Later, we decide to reach a city to spend the night and so we head towards Gap. About twenty kilometers before the destination, however, the rain decides to keep us company. We arrive at the hotel tired, but happy with the day, looking forward to taking off the oilskin and leaving the waste of time behind us. Removing the suitcases, however, we realize that the water has decided not to abandon us: something has gone wrong with the waterproof coating of the bags and our clothes are completely soaked. Nervous about what happened, we ask the owner of the hotel if there is a laundry room open 24 hours a day and, for once, luck seems to assist us. But the hour is late and so we decide to stall and go to dinner (also because in France after 21:00 we don't have dinner anymore), drying the clothes we need to change with the “very powerful” hair dryer in the room. We would go to the laundry later. And I say we would be because the laundry in the end was closed. Here's how a hotel room turns into a camp.

From the Gorges to the breathtaking Hills!

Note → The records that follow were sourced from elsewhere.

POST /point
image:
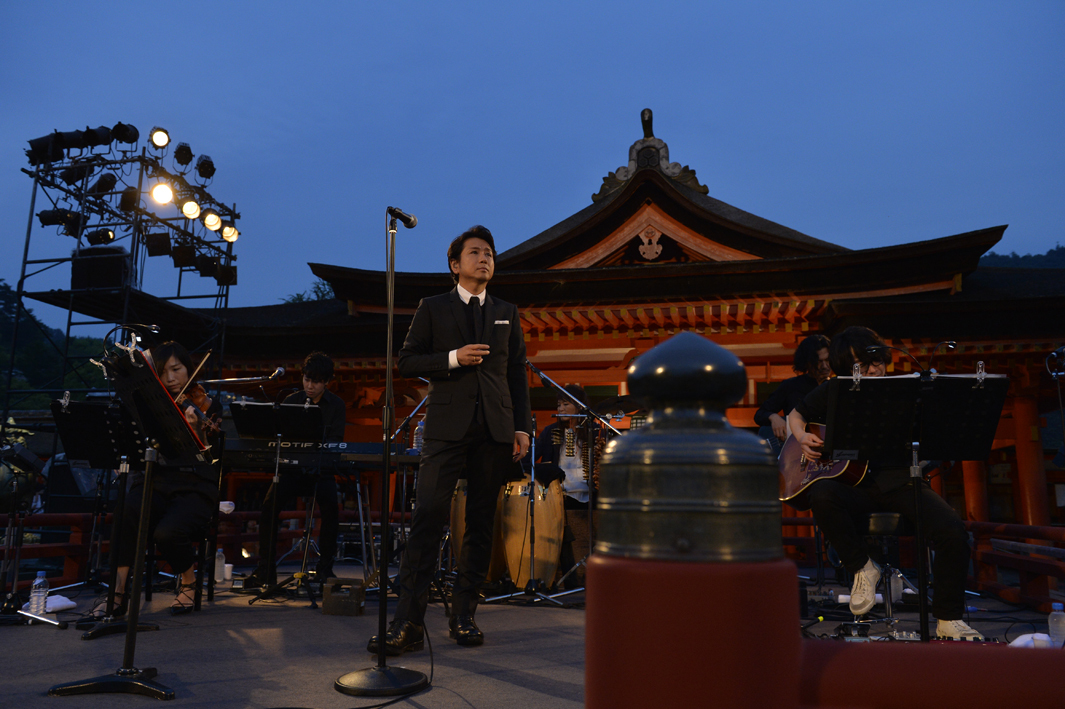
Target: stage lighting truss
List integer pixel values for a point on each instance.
(181, 219)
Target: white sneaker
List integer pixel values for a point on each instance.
(864, 590)
(956, 630)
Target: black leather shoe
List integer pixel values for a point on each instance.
(402, 637)
(464, 631)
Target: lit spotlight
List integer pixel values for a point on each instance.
(190, 208)
(100, 236)
(162, 193)
(205, 167)
(229, 231)
(183, 154)
(125, 133)
(159, 136)
(211, 219)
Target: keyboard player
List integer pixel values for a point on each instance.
(317, 373)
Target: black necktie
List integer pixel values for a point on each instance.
(477, 317)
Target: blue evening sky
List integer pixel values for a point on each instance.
(863, 124)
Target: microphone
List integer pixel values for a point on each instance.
(409, 220)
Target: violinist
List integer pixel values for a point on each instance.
(183, 499)
(317, 373)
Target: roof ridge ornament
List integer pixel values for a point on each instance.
(646, 153)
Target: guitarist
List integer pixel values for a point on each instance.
(840, 509)
(812, 364)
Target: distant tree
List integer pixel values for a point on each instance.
(1052, 259)
(321, 290)
(38, 356)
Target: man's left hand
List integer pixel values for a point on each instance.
(521, 444)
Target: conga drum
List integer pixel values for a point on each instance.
(498, 563)
(550, 520)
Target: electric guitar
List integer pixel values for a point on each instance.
(798, 473)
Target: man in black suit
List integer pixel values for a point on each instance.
(477, 423)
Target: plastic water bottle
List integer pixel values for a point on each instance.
(1057, 622)
(219, 566)
(419, 435)
(38, 595)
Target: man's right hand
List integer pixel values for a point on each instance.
(780, 426)
(472, 355)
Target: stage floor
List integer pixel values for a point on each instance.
(282, 654)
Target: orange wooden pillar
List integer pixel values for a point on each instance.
(1032, 504)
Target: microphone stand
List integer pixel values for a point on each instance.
(382, 680)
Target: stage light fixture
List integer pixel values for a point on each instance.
(129, 200)
(184, 256)
(160, 137)
(207, 266)
(95, 136)
(205, 167)
(211, 219)
(45, 149)
(183, 154)
(190, 208)
(76, 172)
(229, 231)
(162, 193)
(99, 236)
(103, 185)
(125, 133)
(226, 275)
(158, 244)
(69, 220)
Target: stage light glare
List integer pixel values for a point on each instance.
(211, 219)
(191, 209)
(99, 236)
(183, 154)
(162, 193)
(205, 167)
(125, 133)
(160, 137)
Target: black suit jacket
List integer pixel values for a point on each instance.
(440, 325)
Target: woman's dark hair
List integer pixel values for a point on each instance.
(455, 250)
(317, 366)
(855, 340)
(162, 353)
(805, 359)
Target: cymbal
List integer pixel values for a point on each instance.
(616, 404)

23 August. Fortunately, everything is dry, we can start again. The program of the day includes the passage to the col de la Bataille, the col de la Machine and the suggestive Gorges de la Bourne. Steep terrain, wild scenery and 24 km of road cut into the cliff: pure feast for the eyes. We spend the night in the city of Grenoble, without missing an evening walk along the Isère.

New day, new adventure and now we have become very fast to put the suitcases back together. Today we go back in Italy, but not without a final farewell to France: the Col du Lautaret, the col du Galibier and the col de l'Iseran await us. Out of breath, here is the only possible way to deal with them. Surprising scenarios, the fresh air on the skin, the shadow of the clouds on the mountains, hairpin turns so perfect that the bike seems to dance: someone tell me that you can stay here forever. Our journey, on the other hand, continues and we cross the border crossing the Piccolo San Bernardo hill. The Italian side offers strong emotions when driving (for a moment I seriously think that the pilot unloads me and the luggage for a solo descent). After a stop at Lake Verney, we head to Courmayeur.

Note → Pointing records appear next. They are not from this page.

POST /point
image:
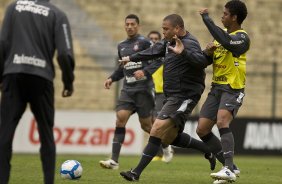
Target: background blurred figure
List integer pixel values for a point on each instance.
(166, 153)
(136, 94)
(31, 32)
(228, 56)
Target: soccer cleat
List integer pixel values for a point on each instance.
(130, 175)
(211, 159)
(220, 181)
(109, 164)
(236, 170)
(167, 154)
(224, 174)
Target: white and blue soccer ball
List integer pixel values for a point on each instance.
(71, 169)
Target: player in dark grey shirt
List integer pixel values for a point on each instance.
(184, 76)
(136, 94)
(31, 32)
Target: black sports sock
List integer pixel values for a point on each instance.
(184, 140)
(149, 152)
(215, 146)
(117, 142)
(227, 142)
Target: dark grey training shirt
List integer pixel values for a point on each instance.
(184, 74)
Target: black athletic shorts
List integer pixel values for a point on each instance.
(222, 97)
(178, 109)
(141, 102)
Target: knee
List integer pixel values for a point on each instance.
(201, 132)
(222, 123)
(120, 122)
(156, 129)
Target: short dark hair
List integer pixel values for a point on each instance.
(132, 16)
(237, 7)
(155, 32)
(176, 20)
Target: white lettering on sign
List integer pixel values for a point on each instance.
(74, 136)
(263, 136)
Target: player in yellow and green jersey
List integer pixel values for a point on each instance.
(227, 54)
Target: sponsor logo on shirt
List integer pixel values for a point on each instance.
(30, 6)
(29, 60)
(220, 78)
(238, 42)
(136, 46)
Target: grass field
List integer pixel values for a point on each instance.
(184, 169)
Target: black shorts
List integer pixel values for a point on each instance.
(159, 102)
(178, 109)
(222, 97)
(141, 102)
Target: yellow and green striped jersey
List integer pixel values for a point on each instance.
(228, 69)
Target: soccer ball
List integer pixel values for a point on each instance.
(71, 169)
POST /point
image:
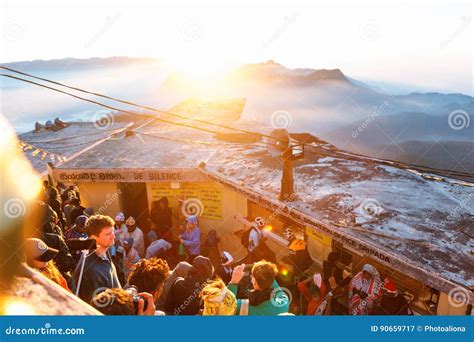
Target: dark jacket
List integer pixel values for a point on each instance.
(78, 211)
(98, 273)
(162, 218)
(63, 260)
(183, 297)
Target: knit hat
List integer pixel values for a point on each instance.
(88, 212)
(130, 221)
(202, 267)
(120, 217)
(317, 279)
(128, 241)
(288, 234)
(191, 219)
(218, 302)
(389, 285)
(297, 245)
(80, 222)
(36, 249)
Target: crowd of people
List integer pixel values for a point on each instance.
(120, 269)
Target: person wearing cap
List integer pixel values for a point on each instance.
(181, 270)
(40, 257)
(119, 230)
(157, 248)
(299, 257)
(161, 217)
(392, 303)
(137, 234)
(218, 299)
(130, 256)
(77, 231)
(97, 270)
(313, 290)
(191, 238)
(266, 298)
(365, 291)
(183, 297)
(150, 275)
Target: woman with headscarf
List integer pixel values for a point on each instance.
(365, 291)
(40, 257)
(161, 217)
(218, 299)
(55, 202)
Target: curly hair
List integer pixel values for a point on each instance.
(96, 223)
(264, 273)
(149, 274)
(115, 302)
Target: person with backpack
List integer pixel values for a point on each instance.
(266, 298)
(252, 240)
(191, 238)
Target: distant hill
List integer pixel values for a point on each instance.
(324, 102)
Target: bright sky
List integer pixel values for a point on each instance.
(417, 43)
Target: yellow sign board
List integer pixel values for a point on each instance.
(321, 238)
(208, 194)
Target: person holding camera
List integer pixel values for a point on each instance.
(365, 290)
(266, 298)
(97, 270)
(120, 302)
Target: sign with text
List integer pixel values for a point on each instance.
(128, 175)
(208, 194)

25 August. Our vacation has almost come to an end and for the last day we have no plans, just lots of ideas to try to end our trip in the best possible way. We therefore decide to reach the third station of Skyway Monte Bianco, that is Punta Helbronner: 3466 meters above sea level and it seems to me that I can touch the sky with a finger. After a tasty lunch in La Thuile (we have missed good Italian cuisine), we head home, aware that this will be the first of a long series of motorbike trips.